I can't seem to find the answer to this using Google.
Is the transpose of the inverse of a square matrix the same as the inverse of the transpose of that same matrix?
I can't seem to find the answer to this using Google.
Is the transpose of the inverse of a square matrix the same as the inverse of the transpose of that same matrix?
Is $(A^{-1})^T = (A^T)^{-1}$ you ask.
Well $$\begin{align} A^T(A^{-1})^T = (A^{-1}A)^{T} = I^T = I \\ (A^{-1})^TA^T = (AA^{-1})^{T} = I^T = I \end{align} $$
This proves that the inverse of $A^T$ is $(A^{-1})^T$. So the answer to your question is yes.
Here I have used that $$ A^TB^T = (BA)^T. $$ And we have used that the inverse of a matrix $A$ is exactly (by definition) the matrix $B$ such that $AB = BA = I$.
Given that $A\in \mathbb{R}^{n\times n}$ is invertible, $(A^{-1})^T = (A^T)^{-1}$ holds.
Proof:
$A$ is invertible and $\textrm{rank }A = n = \textrm{rank }A^T,$ so $A^T$ is invertible as well. Conclusion: $$(A^{-1})^T = (A^{-1})^TA^T(A^T)^{-1} = (AA^{-1})^T(A^T)^{-1} = \textrm{id}^T(A^T)^{-1} = (A^T)^{-1}.$$
Suppose $A$ is an invertible square matrix. Then $A$ has a left-inverse; let us just call it $C$ to avoid confusing notation at first. So, $A$ being (left-)invertible means existence of some $C$ so that $$CA=I$$ Taking transposes on both sides and using the rule for transposing a product yields $$A^T C^T = I$$ The last equation shows that $A^T$ has a right-inverse (which is actually $C^T$), and so $A^T$ is (right-)invertible.

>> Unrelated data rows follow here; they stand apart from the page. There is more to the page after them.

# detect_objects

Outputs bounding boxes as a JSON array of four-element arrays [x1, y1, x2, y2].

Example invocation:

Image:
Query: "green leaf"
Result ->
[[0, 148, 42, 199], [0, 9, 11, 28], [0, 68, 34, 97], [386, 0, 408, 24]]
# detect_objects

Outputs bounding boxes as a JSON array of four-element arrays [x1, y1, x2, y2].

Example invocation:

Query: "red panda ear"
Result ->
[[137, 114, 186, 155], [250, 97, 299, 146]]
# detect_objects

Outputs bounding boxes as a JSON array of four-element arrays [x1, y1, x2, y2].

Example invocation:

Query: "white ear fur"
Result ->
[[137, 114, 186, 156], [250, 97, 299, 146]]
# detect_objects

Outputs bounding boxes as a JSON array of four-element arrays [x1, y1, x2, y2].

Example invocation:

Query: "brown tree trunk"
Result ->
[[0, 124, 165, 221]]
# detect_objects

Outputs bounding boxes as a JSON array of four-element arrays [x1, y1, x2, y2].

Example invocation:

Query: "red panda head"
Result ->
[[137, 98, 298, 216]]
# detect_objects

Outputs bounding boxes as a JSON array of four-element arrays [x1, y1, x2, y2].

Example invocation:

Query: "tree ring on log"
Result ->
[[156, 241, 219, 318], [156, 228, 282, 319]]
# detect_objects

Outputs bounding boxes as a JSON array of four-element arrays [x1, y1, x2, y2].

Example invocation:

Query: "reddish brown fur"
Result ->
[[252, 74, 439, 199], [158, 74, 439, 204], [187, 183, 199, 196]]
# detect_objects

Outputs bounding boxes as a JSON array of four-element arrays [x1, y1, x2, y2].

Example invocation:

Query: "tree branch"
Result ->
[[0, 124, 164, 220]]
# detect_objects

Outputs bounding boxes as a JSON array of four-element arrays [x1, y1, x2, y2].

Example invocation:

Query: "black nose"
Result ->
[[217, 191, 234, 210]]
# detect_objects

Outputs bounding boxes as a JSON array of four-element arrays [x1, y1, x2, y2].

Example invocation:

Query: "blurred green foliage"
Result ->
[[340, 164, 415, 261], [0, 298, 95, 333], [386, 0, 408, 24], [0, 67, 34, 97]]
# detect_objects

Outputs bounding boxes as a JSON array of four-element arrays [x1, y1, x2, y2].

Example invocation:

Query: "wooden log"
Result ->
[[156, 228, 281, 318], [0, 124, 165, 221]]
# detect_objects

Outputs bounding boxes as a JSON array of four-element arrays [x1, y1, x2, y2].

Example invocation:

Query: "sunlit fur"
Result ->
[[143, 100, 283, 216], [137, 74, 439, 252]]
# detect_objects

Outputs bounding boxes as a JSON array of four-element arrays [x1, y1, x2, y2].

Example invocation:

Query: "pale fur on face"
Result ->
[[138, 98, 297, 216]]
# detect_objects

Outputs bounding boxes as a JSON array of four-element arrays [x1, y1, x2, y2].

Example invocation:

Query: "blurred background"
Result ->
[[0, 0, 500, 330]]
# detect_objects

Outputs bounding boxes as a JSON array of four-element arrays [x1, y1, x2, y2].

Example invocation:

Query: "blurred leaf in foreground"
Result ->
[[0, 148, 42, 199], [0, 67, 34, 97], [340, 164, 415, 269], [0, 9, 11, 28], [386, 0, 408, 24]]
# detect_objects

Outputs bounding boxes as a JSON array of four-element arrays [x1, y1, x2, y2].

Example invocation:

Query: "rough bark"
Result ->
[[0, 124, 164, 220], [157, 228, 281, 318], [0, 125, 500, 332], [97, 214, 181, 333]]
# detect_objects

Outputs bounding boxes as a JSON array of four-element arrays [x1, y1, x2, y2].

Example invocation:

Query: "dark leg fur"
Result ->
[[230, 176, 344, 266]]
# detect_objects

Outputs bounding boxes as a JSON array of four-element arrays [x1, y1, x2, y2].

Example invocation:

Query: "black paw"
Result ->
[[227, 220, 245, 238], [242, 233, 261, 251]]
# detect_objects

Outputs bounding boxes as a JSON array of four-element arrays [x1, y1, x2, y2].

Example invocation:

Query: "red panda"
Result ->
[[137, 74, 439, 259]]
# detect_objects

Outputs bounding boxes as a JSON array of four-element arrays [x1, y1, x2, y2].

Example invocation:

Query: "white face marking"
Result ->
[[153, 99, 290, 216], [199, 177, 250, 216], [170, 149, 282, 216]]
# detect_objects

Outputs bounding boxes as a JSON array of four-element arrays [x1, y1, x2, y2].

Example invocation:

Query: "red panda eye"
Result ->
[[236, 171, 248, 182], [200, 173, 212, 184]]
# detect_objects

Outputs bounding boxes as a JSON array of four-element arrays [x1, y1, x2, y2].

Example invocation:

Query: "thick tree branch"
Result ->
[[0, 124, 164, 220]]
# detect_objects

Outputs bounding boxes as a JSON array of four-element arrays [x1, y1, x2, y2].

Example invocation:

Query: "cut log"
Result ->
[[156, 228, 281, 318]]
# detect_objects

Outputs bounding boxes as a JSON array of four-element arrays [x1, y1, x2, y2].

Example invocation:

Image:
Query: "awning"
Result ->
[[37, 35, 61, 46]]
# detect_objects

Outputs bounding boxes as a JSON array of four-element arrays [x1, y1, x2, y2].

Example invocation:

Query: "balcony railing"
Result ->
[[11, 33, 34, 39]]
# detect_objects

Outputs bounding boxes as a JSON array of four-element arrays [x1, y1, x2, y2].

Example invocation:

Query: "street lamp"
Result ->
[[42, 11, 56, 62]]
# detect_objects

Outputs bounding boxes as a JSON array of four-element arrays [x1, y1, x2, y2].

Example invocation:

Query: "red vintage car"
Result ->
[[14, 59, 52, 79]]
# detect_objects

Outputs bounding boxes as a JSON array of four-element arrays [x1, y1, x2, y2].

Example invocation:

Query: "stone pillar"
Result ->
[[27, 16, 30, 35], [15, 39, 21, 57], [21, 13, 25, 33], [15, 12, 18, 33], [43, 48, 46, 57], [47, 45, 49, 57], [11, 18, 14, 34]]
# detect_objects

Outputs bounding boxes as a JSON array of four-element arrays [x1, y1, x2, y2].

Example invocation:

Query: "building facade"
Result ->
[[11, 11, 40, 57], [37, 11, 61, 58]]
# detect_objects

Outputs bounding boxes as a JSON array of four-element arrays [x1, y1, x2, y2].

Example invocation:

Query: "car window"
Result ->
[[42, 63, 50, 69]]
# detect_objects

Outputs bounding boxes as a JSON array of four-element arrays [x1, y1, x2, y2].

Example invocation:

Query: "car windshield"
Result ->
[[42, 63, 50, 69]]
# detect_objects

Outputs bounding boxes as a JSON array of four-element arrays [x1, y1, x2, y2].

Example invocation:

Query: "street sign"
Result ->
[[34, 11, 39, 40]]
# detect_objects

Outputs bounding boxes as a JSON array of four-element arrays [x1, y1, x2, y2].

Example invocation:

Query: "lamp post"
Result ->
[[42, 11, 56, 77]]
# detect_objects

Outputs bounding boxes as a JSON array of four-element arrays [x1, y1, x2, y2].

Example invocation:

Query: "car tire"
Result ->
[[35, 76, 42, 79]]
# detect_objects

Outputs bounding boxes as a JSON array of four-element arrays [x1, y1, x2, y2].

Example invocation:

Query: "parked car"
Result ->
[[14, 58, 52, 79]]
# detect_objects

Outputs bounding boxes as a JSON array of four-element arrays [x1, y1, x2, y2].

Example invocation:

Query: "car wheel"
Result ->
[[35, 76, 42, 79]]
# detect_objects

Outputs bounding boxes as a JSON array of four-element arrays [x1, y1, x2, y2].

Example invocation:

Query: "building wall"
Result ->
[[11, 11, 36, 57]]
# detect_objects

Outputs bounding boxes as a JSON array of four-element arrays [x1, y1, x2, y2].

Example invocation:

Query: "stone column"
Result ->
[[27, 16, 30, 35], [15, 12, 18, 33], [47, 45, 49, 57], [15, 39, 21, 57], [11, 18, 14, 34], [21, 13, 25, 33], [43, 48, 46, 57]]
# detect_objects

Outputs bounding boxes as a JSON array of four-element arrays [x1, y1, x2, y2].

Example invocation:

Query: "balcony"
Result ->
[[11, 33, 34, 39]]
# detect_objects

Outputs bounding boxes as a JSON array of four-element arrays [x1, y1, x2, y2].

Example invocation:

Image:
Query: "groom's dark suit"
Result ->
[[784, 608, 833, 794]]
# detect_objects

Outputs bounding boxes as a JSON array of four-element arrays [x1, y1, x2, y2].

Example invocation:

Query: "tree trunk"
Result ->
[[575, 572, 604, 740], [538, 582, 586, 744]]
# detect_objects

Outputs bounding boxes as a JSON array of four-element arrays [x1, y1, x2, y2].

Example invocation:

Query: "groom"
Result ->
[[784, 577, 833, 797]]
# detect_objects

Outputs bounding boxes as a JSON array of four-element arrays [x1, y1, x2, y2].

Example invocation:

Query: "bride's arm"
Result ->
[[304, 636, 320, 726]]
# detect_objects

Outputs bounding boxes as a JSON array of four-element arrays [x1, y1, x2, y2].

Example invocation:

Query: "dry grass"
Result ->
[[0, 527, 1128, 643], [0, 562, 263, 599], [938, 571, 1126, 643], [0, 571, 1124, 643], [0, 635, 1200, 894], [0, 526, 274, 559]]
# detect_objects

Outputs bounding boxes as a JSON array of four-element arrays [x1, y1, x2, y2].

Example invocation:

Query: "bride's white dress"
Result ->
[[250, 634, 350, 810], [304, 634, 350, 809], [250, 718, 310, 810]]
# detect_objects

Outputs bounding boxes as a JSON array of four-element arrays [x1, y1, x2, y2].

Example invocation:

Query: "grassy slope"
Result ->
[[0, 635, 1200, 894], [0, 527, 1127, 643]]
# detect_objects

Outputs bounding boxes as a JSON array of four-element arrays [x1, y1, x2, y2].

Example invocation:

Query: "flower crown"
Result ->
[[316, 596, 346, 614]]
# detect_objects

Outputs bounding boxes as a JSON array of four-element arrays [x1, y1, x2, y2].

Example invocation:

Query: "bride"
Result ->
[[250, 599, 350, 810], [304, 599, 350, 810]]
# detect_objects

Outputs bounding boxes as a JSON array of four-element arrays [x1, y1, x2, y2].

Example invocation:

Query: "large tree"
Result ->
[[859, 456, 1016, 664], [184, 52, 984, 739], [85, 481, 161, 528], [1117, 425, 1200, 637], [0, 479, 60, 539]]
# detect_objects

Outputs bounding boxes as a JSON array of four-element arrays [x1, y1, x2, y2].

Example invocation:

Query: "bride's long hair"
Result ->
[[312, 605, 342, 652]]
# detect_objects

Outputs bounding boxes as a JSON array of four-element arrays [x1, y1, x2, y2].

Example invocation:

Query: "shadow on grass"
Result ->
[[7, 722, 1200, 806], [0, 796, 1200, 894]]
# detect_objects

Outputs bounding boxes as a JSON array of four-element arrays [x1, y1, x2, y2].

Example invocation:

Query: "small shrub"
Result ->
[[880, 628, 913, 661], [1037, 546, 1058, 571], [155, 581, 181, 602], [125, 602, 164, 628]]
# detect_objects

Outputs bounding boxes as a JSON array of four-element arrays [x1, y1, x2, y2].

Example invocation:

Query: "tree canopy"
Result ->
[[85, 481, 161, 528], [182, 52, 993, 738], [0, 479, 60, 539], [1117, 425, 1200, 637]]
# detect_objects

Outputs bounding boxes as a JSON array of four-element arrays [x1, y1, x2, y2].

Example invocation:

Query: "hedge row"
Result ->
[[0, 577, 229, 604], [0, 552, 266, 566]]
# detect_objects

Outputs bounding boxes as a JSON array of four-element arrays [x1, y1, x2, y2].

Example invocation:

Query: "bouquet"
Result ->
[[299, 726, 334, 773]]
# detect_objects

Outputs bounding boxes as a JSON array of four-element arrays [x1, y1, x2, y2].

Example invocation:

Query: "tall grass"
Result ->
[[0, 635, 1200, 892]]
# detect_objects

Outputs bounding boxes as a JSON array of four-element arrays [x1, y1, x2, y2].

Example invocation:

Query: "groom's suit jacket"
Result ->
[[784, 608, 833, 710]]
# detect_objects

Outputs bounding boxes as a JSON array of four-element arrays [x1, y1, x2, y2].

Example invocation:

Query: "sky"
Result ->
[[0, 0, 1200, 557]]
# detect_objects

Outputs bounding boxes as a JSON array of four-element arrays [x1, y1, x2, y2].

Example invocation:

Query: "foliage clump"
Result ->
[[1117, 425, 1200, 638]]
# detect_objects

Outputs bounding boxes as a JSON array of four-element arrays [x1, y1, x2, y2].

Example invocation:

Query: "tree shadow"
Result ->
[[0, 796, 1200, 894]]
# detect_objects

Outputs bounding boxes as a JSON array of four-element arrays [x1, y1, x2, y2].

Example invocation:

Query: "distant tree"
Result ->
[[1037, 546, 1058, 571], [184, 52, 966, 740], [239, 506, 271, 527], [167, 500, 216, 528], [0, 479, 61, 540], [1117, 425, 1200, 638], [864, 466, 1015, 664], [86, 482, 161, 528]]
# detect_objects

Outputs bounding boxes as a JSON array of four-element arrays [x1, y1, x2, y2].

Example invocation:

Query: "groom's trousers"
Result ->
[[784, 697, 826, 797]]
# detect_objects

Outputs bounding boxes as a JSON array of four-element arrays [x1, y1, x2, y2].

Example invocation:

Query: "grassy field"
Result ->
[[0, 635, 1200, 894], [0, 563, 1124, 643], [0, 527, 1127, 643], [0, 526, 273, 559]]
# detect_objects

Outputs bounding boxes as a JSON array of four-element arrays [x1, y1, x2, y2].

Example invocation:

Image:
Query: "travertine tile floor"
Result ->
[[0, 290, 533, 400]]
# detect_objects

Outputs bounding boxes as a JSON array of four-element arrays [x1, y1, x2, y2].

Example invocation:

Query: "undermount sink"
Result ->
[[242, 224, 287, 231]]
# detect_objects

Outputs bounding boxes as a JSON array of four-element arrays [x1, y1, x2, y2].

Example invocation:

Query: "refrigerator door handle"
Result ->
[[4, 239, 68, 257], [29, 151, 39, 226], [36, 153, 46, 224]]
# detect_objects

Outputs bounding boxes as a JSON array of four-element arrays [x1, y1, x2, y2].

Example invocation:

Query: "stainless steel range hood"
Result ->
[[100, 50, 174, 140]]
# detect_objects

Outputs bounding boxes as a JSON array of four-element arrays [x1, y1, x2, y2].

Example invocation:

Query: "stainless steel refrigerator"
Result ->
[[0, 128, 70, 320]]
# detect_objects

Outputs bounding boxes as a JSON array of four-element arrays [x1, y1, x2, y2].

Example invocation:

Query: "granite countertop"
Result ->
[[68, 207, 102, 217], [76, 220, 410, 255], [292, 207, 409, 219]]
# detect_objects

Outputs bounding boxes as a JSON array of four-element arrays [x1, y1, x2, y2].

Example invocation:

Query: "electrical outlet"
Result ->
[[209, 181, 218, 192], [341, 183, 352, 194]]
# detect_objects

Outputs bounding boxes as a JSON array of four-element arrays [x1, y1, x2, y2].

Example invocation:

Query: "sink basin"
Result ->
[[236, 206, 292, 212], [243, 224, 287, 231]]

Do the analogous thing for the inverses from the other side, or appeal to the fact that for finite-dimensional matrices having an inverse from one side is enough to ensure that the same matrix is a two-sided inverse.
What we have then shown, is that $\left( A^T \right) ^{-1}$ exists and is given by the formula: $$\left( A^T \right) ^{-1} = \left( A^{-1} \right) ^T$$
This also shows, since the transpose of a transpose is the original matrix, that if $A$ is not invertible, then neither is $A^T$.
I would derive the formula step by step this way.
Lets have invertible matrix A, so you can write following equation (definition of inverse matrix):
$AA^{-1} = I$
Lets transpose both sides of equation. (using $I^{T} = I$ , $(XY)^T = Y^TX^T$)
$(AA^{-1})^T = I^T$
$(A^{-1})^{T}A^T = I$
From the last equation we can say (based on the definition of inverse matrix) that $A^T$ is inverse of $(A^{-1})^{T}$. So we can write following.
$(A^{-1})^{T})^{-1}=A^T$
By inverting both sides of equation we obtain the desired formula.
$(A^{-1})^{T}=(A^T)^{-1}$
Well, if the underlying ring is not commutative, $(AB)^T = B^{T}A^T$ does not even hold for $1 \times 1$-matrices.
Let the inverse of $A$ be $B^T$ so that $B$ is the transpose of the inverse of$A$. Then by definition of the inverse
$$AB^{T}=I=B^{T}A.$$
Now taking the transpose
$$BA^T=I=A^TB,$$
which proves that $B$ is also the inverse of the transpose of $A$.
The result is true. See part (4) of Theorem 3.5.3 in $\textit{A Modern Introduction to Linear Algebra}$ by Henry Ricardo (CRC Press, 2010), for example.